Option bytes are used to configure read/write protection, BOR level, software/hardware watchdog, and device reset behavior in standby or stop modes.
Compared with a typical project file, the default configuration for SRAM and ROM is shown below:
This indicates that the STM32F407 series typically uses four 16 KB Flash sectors, and SRAM uses 112 KB and 16 KB blocks. The 64 KB region mapped at 0x1000 0000 can be enabled, but that region is accessible only by the CPU via data access.
Bit-Banding
The Cortex-M4F memory map includes two bit-band regions. These regions map each word in the bit-band alias region to the corresponding bit in the bit-band region.

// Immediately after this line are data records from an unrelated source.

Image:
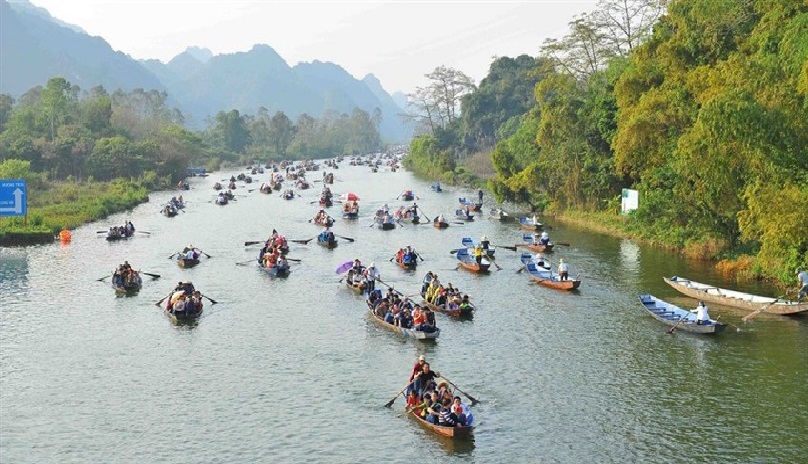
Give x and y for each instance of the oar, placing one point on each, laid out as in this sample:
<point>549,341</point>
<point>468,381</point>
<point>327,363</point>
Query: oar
<point>677,323</point>
<point>762,308</point>
<point>473,399</point>
<point>393,400</point>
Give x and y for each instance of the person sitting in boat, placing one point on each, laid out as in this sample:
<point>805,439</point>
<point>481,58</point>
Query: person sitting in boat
<point>461,412</point>
<point>424,380</point>
<point>802,281</point>
<point>478,253</point>
<point>702,317</point>
<point>563,270</point>
<point>371,274</point>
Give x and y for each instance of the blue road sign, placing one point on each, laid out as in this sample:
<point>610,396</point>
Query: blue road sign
<point>13,197</point>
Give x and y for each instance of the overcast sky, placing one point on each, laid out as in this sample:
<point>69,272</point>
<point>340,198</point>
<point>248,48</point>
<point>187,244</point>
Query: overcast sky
<point>398,41</point>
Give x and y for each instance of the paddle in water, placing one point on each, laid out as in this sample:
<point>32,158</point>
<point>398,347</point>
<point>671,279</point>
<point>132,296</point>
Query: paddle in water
<point>473,399</point>
<point>393,400</point>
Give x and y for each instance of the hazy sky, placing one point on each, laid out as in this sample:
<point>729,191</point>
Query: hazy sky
<point>398,41</point>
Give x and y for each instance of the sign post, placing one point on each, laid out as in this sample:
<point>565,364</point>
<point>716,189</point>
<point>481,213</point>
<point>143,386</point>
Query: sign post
<point>13,197</point>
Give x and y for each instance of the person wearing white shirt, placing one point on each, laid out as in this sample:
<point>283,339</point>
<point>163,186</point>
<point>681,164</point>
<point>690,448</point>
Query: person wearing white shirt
<point>702,317</point>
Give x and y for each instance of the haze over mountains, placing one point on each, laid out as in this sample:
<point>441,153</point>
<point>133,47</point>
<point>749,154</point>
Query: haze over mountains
<point>34,47</point>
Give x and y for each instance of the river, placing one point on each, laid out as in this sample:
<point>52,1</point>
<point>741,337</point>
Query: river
<point>293,370</point>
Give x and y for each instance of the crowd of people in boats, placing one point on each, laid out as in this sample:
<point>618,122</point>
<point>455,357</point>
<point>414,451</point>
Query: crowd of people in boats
<point>124,231</point>
<point>447,297</point>
<point>185,301</point>
<point>363,278</point>
<point>125,277</point>
<point>273,253</point>
<point>406,255</point>
<point>432,399</point>
<point>401,312</point>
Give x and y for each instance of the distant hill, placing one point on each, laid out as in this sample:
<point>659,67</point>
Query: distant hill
<point>34,47</point>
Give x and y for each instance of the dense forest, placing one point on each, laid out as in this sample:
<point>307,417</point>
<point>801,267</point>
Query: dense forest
<point>702,107</point>
<point>67,133</point>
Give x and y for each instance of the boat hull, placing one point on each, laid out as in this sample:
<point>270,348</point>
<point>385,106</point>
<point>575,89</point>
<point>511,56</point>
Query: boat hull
<point>406,333</point>
<point>453,432</point>
<point>187,263</point>
<point>674,316</point>
<point>734,298</point>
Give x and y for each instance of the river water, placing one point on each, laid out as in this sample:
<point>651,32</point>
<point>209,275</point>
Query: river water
<point>293,370</point>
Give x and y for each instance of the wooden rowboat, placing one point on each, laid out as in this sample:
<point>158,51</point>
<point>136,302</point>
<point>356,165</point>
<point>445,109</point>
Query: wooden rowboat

Writing a word in the alias region performs a read-modify-write operation on the target bit in the bit-band region.
In STM32F4 devices, peripheral registers and SRAM are mapped into a bit-band region, enabling single-bit read/write operations. These operations apply only to Cortex-M4F accesses; they are not valid for other bus masters such as DMA.
The mapping between an alias word and a bit-band bit is given by the formula:
bit_word_addr = bit_band_base + (byte_offset * 32) + (bit_number * 4)
where:
- bit_word_addr is the address in the alias region that maps to the target bit
- bit_band_base is the start address of the alias region
- byte_offset is the byte offset of the target bit within the bit-band region
- bit_number is the bit position within the byte (0-7)
Example:
To map bit 2 of the byte at SRAM address 0x2000 0300 to the alias region:
0x22006008 = 0x22000000 + (0x300 * 32) + (2 * 4)

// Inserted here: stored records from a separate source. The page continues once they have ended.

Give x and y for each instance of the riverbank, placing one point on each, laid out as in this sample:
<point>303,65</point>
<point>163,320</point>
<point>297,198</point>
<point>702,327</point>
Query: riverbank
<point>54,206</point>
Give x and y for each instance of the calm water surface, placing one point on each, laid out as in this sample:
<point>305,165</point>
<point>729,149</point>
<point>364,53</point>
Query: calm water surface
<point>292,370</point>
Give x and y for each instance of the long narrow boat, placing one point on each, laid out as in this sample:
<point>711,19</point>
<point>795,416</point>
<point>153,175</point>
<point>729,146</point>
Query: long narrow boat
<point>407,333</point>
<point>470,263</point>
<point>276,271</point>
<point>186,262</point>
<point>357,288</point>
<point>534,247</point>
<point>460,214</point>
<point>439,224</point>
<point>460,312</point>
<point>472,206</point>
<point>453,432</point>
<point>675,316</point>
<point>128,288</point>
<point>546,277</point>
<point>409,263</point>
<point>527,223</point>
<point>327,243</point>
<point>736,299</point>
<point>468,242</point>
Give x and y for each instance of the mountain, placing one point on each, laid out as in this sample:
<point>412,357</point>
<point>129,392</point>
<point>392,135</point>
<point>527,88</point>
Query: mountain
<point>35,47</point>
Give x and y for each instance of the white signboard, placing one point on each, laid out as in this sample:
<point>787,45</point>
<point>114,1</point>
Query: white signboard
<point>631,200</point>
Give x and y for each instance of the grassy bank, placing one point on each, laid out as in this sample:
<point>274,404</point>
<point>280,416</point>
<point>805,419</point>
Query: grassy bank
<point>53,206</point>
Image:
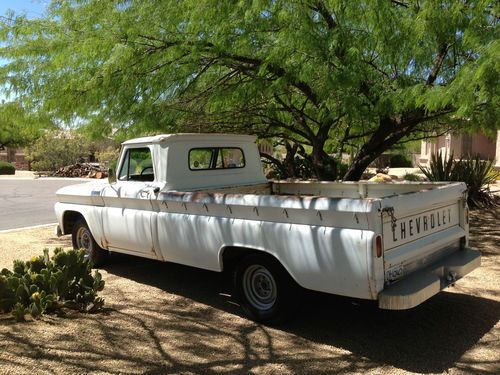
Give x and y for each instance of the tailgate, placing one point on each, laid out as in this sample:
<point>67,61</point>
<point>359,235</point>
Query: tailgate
<point>421,228</point>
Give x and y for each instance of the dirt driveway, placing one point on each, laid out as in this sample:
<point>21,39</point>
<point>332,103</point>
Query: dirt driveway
<point>164,318</point>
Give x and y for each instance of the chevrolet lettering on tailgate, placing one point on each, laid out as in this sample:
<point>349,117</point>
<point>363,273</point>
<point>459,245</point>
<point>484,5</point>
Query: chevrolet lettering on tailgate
<point>410,228</point>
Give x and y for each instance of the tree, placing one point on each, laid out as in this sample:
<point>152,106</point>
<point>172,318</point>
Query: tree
<point>19,127</point>
<point>323,75</point>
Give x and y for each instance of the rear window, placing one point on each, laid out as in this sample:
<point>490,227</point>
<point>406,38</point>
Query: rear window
<point>216,158</point>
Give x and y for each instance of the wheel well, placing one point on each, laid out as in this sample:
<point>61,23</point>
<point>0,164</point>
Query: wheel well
<point>231,255</point>
<point>69,220</point>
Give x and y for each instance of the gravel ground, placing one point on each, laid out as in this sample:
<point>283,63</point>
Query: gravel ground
<point>165,318</point>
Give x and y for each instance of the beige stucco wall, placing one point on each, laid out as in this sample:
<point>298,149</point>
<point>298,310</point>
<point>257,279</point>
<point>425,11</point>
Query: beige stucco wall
<point>461,145</point>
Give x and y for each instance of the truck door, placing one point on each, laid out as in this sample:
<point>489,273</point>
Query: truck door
<point>127,213</point>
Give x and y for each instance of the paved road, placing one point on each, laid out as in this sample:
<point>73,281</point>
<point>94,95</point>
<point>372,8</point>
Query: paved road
<point>25,202</point>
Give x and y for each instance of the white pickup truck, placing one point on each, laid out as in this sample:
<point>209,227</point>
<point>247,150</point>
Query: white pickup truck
<point>202,200</point>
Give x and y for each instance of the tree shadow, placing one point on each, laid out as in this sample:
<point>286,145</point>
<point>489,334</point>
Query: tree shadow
<point>429,338</point>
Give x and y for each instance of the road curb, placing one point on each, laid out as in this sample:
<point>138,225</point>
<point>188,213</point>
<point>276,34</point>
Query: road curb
<point>26,228</point>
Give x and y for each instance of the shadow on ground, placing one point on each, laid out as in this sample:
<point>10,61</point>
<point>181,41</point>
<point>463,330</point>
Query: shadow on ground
<point>427,339</point>
<point>167,318</point>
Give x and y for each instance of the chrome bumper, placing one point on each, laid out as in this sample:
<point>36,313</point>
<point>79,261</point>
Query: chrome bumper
<point>423,284</point>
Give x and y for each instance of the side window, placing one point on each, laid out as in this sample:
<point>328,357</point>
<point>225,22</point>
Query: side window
<point>216,158</point>
<point>200,158</point>
<point>137,165</point>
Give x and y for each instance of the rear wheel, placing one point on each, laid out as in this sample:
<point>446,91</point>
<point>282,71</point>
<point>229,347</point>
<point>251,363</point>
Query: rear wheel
<point>264,289</point>
<point>82,239</point>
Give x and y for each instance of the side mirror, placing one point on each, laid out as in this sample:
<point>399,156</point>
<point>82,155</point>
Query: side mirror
<point>111,176</point>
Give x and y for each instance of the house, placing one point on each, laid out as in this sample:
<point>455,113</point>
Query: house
<point>461,145</point>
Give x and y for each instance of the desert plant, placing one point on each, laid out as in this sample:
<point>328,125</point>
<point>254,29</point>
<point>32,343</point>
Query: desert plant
<point>44,284</point>
<point>439,168</point>
<point>6,168</point>
<point>400,161</point>
<point>55,150</point>
<point>412,177</point>
<point>476,173</point>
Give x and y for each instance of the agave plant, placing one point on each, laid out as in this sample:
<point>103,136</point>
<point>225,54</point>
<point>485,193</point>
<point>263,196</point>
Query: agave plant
<point>476,173</point>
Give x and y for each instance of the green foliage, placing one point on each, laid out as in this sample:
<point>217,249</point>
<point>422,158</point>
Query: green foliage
<point>412,177</point>
<point>340,75</point>
<point>55,150</point>
<point>6,168</point>
<point>43,285</point>
<point>19,126</point>
<point>476,173</point>
<point>400,161</point>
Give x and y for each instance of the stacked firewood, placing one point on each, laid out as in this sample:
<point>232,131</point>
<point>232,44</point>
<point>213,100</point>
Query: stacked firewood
<point>82,170</point>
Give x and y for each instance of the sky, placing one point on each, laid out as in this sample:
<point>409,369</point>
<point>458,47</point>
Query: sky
<point>32,8</point>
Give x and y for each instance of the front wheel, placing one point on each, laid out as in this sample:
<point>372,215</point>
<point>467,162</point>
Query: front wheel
<point>82,239</point>
<point>264,289</point>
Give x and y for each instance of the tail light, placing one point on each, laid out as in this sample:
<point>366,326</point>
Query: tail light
<point>379,250</point>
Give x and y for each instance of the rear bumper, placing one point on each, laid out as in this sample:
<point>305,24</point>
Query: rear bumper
<point>425,283</point>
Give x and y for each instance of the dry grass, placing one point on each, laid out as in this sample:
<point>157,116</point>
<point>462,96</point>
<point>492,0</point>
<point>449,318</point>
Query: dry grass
<point>165,318</point>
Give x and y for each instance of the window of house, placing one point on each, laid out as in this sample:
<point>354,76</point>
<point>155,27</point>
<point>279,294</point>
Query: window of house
<point>216,158</point>
<point>137,165</point>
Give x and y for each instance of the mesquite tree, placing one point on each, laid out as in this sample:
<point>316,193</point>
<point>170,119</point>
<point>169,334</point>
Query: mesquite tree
<point>324,76</point>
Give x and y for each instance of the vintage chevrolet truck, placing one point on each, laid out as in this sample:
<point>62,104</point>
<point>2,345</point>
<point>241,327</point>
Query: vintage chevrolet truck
<point>202,200</point>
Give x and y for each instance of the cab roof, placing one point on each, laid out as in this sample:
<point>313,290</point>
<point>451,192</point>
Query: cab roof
<point>161,138</point>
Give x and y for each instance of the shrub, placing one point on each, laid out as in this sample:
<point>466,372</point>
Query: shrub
<point>55,150</point>
<point>45,284</point>
<point>6,168</point>
<point>400,161</point>
<point>412,177</point>
<point>476,173</point>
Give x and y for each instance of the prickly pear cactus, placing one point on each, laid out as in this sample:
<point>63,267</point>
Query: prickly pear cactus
<point>43,285</point>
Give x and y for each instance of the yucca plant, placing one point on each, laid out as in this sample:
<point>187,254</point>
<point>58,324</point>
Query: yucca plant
<point>439,168</point>
<point>476,173</point>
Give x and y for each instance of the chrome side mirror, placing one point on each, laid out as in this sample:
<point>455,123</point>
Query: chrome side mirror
<point>111,176</point>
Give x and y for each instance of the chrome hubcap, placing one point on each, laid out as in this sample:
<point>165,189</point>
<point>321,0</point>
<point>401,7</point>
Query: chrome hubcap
<point>259,287</point>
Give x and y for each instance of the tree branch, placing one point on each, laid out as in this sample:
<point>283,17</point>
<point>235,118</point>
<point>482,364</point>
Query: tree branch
<point>438,63</point>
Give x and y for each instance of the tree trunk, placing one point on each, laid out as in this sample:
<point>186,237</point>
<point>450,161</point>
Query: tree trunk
<point>387,135</point>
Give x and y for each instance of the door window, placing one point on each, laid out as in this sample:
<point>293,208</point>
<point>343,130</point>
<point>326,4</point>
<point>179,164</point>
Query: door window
<point>137,165</point>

Writing to address 0x22006008 performs a read-modify-write on bit 2 of the byte at SRAM address 0x2000 0300. Reading from address 0x22006008 returns the bit value of that bit (0x01 for bit set, 0x00 for bit reset).
Bootstrap Configuration
The memory map is fixed: code starts at 0x0000 0000 (accessed through the ICode/DCode buses) and data starts at 0x2000 0000 (accessed via the system bus). The Cortex-M4F CPU always fetches the reset vector through the ICode bus, which means only the code region (typically Flash) can provide the initial bootstrap space. STM32F4 devices implement a mechanism to bootstrap from other memories such as internal SRAM.
In STM32F4 devices, three bootstrap modes can be selected via the BOOT[1:0] pins.
Typically, BOOT0 is pulled low on boards. During development, BOOT0 and BOOT1 can be driven to select boot from alternate memory, which can reduce Flash erase cycles and extend Flash endurance.
When booting from SRAM, application initialization must relocate the NVIC exception and interrupt vector table to the vector table and offset registers in SRAM.
After reset, the values on the BOOT pins are sampled on the fourth rising edge of SYSCLK. Users can select the desired bootstrap mode using BOOT1 and BOOT0 after reset. BOOT0 is a dedicated pin; BOOT1 is shared with a GPIO pin. Once BOOT1 is sampled, the corresponding GPIO pin becomes available for other uses.
BOOT pin values are also re-sampled when the device exits standby mode. Therefore, these pins must retain the required bootstrap configuration while the device is in standby. After the bootstrap sampling and any start-up delay, the CPU loads the stack pointer from address 0x0000 0000 and begins executing code at 0x0000 0004.
Embedded Bootloader
The embedded bootloader mode is used to reprogram Flash via the following serial interfaces:
- USART1 (PA9/PA10)
- USART3 (PB10/11 and PC10/11)
- CAN2 (PB5/13)
- USB OTG FS (PA11/12) in device mode (DFU: Device Firmware Upgrade)
USART peripherals run from the internal 16 MHz HSI oscillator, while CAN and USB OTG FS require an external clock (HSE) with a frequency multiple of 1 MHz (typically 4 MHz to 26 MHz).
The embedded bootloader code resides in the system memory and is programmed during device manufacture.